What is missing, the report underscores, is the lack of coherence among housing plans in Australia.
“In Singapore and other comparator countries, including Canada, Ireland and England, home-ownership policy – including FHB assistance – is to some extent framed within broader national housing strategies,” it said. “Since it lacks any equivalent overarching framework, Australia is out of step here.”
States have also added to the federal spending, lifting the annual value of tax expenditures aimed at first-home buyers by threefold to $2.2bn a year in the four years to 2020. “The benefit per homebuyer averaged over $16,000 in both NSW and Victoria – as compared with $4,000 in the UK,” the report said.
As a share of total property transactions, first-home buying averaged about a fifth of overall activity over the past decade, rising and falling on “time-limited boosts”.
With rising property prices, purchases are also shifting from houses to flats in Sydney, Melbourne and Perth, in particular.
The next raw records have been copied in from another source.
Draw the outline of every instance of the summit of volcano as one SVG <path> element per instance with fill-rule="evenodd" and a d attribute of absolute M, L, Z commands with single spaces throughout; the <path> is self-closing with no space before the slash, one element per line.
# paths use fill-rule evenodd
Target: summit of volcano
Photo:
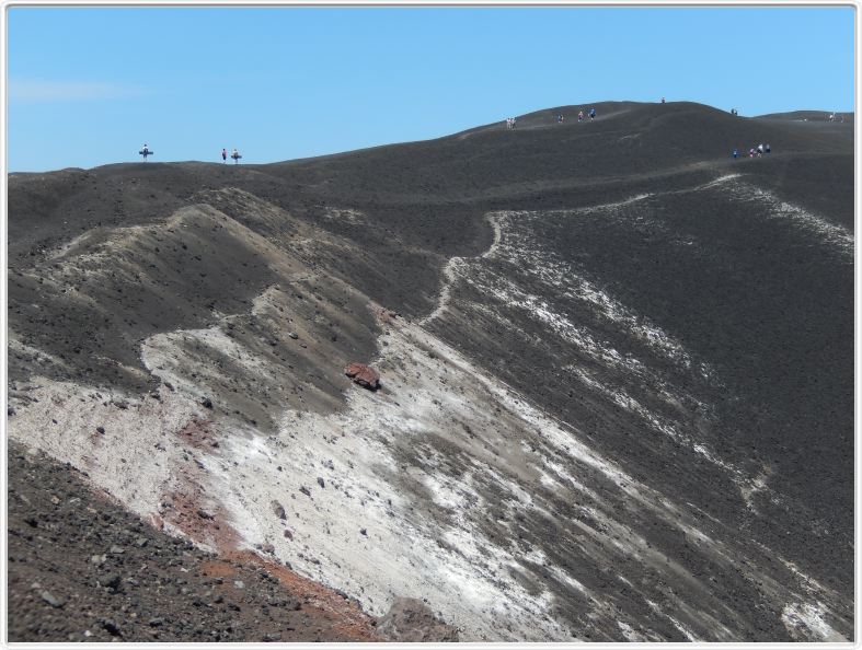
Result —
<path fill-rule="evenodd" d="M 186 605 L 226 566 L 317 603 L 267 614 L 290 640 L 404 597 L 396 640 L 854 639 L 854 134 L 820 115 L 11 174 L 10 640 L 205 640 L 128 617 L 215 625 Z M 82 511 L 187 571 L 134 578 L 116 526 L 65 569 Z"/>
Parents, too, are increasingly chipping in.
“In these cities, between the early 2000s and the late 2010s, parental cash transfers coinciding with home purchase nearly doubled to 15%, while receipt of ‘non-bank loans’ also increased in frequency,” the report said. “Similarly, first-home ownership involving apartment (rather than house) purchase nearly doubled to 27% over the same period.”
Even with that shift from houses and tapping the so-called “Bank of Mum and Dad”, young adults are still finding it harder to enter the property market.
“The proportion of the 25–34 age cohort owning their own home declined from 60% in 1988–89 to only 40% in 2015–16,” the report said. “Among young adults and every other pre-retirement age group, home-ownership rates have fallen most substantially for lower-income households, thus exacerbating wealth inequality.”
Martin said Australia had to find a way to break the pattern of providing grants that tend to lift prices and bring forward property purchases of “a lucky few”.
“For those that miss out, they see their own opportunity receding that much further,” he said. “The pattern then has been we do another round of boosting or additional support, and more money goes to helping first-home buyers.”